The EFSA has conducted four previous reviews of aspartame for the European Commission, repeatedly finding there was no reason to remove it from the market.
“Each time, the Authority reconsidered the need to re-evaluate the work on aspartame previously conducted by the Scientific Committee on Food (SCF),” says an agency statement. “Had any evidence been found that would have led EFSA’s expert Panel to reconsider the safety of aspartame, a re-evaluation would have been immediately initiated.”
In making a public call for scientific data, the ESFA may be making its latest review more transparent than the others.
It was Searle — the pharmaceutical company whose name was retired through a series of mergers and acquisitions — that invested in aspartame and readied it for the market as NutraSweet beginning in 1965. The U.S. Food and Drug Administration’s 1974 approval was contested, leaving Searle unable to break into the artificial sweetener market until 1981.
FDA spent much of the 1970s with its food additive approval process under scrutiny. Adding to the problem was that the safety of two earlier sugar substitutes, cyclamate and saccharin, was being questioned. U.S. sugar interests, however, apparently funded some of that research.
The Government Accountability Office (GAO), which conducts management audits for Congress, eventually found that FDA’s food additive process was properly followed.
But it was only the end of the beginning of the many debates about aspartame. A few of the more legendary controversies include:
— Betty Martini – Still active through her website, the aspartame opponent has made unsubstantiated claims that taking the substance in normal doses will bring about everything from blindness to depression and from birth defects to death.
— 60 Minutes – The popular CBS news magazine in 1996 re-visited the charges from 20 years earlier the Searle had withheld and falsified safety data to cover up possible effect on brain tumors.
— “Nancy Markle” – An Internet chain hoax, which some claim was written by Betty Martini, made rounds in late 1990s, blaming aspartame for Gulf War Syndrome, lupus and other problems for which there has been no basis.
— The Searle Conspiracy — FDA Commissioner Arthur Hall Hayes, who made the critical decision permitting aspartame to be used in dry foods in 1981, left the agency in 1983 for a job with Searle’s public relations agency. This happened after one of Searle’s law firms hired Samuel Skinner, the former U.S. District attorney for Northern Illinois, as FDA sought a grand jury investigation into whether Searle had falsified or partially concealed aspartame study data just before the statue of limitations expired. The Hayes/Skinner job decisions fueled conspiracy theories.

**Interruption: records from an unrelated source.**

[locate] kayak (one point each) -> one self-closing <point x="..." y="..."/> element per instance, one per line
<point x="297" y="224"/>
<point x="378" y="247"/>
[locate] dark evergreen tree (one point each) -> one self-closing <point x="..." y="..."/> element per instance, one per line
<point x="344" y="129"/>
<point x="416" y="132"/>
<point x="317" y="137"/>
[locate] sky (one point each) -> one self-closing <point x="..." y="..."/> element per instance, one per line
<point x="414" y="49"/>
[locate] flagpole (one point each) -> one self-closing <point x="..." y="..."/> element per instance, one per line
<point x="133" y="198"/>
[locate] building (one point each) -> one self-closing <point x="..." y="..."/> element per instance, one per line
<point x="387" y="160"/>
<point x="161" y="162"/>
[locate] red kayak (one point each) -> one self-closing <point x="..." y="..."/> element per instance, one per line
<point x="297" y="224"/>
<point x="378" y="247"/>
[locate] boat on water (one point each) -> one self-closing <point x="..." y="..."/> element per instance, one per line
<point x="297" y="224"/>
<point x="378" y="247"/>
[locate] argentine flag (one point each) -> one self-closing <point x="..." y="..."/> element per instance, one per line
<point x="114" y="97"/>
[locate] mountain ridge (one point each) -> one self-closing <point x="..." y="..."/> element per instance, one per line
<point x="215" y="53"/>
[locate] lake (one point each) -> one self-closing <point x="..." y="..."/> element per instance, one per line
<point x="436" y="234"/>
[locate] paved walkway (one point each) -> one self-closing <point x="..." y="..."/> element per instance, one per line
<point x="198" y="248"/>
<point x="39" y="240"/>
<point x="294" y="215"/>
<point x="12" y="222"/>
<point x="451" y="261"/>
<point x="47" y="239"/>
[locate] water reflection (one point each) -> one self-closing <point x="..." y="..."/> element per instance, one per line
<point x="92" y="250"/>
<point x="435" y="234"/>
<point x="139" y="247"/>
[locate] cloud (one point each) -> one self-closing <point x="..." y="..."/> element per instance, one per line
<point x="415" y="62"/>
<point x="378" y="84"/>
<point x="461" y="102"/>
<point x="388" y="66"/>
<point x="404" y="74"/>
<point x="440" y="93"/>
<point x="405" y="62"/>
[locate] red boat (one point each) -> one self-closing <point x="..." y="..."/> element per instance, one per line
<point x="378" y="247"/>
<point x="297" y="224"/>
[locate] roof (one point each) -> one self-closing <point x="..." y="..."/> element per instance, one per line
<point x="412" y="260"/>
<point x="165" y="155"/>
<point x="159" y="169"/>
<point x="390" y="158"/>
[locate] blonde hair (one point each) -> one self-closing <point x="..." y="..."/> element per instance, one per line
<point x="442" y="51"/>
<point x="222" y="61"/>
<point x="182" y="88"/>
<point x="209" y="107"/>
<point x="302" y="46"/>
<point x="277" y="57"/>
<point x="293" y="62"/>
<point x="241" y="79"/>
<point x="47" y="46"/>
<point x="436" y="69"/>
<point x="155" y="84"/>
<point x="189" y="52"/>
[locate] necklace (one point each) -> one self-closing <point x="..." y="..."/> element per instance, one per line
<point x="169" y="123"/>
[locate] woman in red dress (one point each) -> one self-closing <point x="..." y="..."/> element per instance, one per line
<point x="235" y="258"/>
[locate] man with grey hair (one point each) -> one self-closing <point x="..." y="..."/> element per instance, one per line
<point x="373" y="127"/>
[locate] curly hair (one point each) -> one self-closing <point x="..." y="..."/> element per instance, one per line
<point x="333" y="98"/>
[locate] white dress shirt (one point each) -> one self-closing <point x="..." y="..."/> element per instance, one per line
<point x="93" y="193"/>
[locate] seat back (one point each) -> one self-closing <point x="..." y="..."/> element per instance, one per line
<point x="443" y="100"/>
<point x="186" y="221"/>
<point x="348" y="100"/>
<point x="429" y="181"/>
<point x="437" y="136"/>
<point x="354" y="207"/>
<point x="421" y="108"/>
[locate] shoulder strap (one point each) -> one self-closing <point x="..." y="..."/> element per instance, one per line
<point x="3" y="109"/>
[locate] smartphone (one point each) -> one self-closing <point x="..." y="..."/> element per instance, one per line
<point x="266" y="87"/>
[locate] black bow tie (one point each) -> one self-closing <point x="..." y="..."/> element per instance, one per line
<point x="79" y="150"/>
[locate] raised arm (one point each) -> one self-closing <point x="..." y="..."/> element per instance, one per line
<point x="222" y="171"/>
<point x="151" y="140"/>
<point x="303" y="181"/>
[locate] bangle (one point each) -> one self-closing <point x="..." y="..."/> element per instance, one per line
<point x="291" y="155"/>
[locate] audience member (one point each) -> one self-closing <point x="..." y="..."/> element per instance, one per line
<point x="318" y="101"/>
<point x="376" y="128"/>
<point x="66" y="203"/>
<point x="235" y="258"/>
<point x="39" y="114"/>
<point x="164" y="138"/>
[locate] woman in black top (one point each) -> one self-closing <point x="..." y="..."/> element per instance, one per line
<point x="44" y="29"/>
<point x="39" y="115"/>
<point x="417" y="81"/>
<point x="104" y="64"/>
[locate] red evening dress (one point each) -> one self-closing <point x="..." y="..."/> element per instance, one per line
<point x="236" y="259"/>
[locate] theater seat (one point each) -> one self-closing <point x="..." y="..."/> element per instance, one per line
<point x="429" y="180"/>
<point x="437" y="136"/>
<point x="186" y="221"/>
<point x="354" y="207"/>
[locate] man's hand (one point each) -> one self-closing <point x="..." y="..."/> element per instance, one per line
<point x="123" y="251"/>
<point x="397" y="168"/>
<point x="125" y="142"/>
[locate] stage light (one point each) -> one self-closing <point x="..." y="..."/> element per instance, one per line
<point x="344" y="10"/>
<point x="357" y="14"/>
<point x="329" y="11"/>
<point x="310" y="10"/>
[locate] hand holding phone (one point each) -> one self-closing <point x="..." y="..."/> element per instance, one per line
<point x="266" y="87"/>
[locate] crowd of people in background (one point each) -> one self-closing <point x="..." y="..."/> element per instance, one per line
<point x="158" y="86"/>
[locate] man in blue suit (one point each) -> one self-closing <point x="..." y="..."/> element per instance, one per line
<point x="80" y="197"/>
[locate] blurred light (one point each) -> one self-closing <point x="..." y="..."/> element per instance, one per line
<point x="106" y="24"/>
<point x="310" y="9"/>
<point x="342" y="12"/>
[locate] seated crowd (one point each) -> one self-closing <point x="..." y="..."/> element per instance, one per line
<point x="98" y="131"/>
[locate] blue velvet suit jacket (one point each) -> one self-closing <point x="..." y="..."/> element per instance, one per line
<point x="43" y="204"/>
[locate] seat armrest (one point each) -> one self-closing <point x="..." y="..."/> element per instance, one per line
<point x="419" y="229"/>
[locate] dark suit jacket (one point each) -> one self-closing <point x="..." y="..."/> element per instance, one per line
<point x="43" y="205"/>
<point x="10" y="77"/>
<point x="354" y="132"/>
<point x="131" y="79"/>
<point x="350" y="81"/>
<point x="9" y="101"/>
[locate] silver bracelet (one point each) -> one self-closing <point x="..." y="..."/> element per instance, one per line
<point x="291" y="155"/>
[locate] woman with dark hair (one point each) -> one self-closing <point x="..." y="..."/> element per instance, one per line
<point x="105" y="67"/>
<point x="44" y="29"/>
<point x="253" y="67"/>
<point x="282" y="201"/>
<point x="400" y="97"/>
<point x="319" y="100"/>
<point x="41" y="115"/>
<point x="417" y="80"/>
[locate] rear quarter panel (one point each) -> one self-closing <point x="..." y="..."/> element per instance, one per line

Most aspartame intake comes from diet soft drinks. Consumption studies in the U.S., Australia and Europe have found that even those who drink multiple diet soft drinks remain well below the safe levels for acceptable daily intake (ADI) of aspartame. That level is 50 milligrams per kilogram of body weight.
Although reports that aspartame might be a possible carcinogen were circulated in the 1970s and 1980s, no association has been found between aspartame and cancer, according to reviews by FDA, EFDA, and the National Cancer Institute. (FDA, EFDA, and the National Cancer Institute have discounted studies by the European Ramazzini Foundation that found malignancies in rats.)
The EC governs the European Union’s functions with a staff of about 38,000 including the EFSA from headquarters in Brussels and Luxemburg. The 27 EU countries share a common market and the euro currency.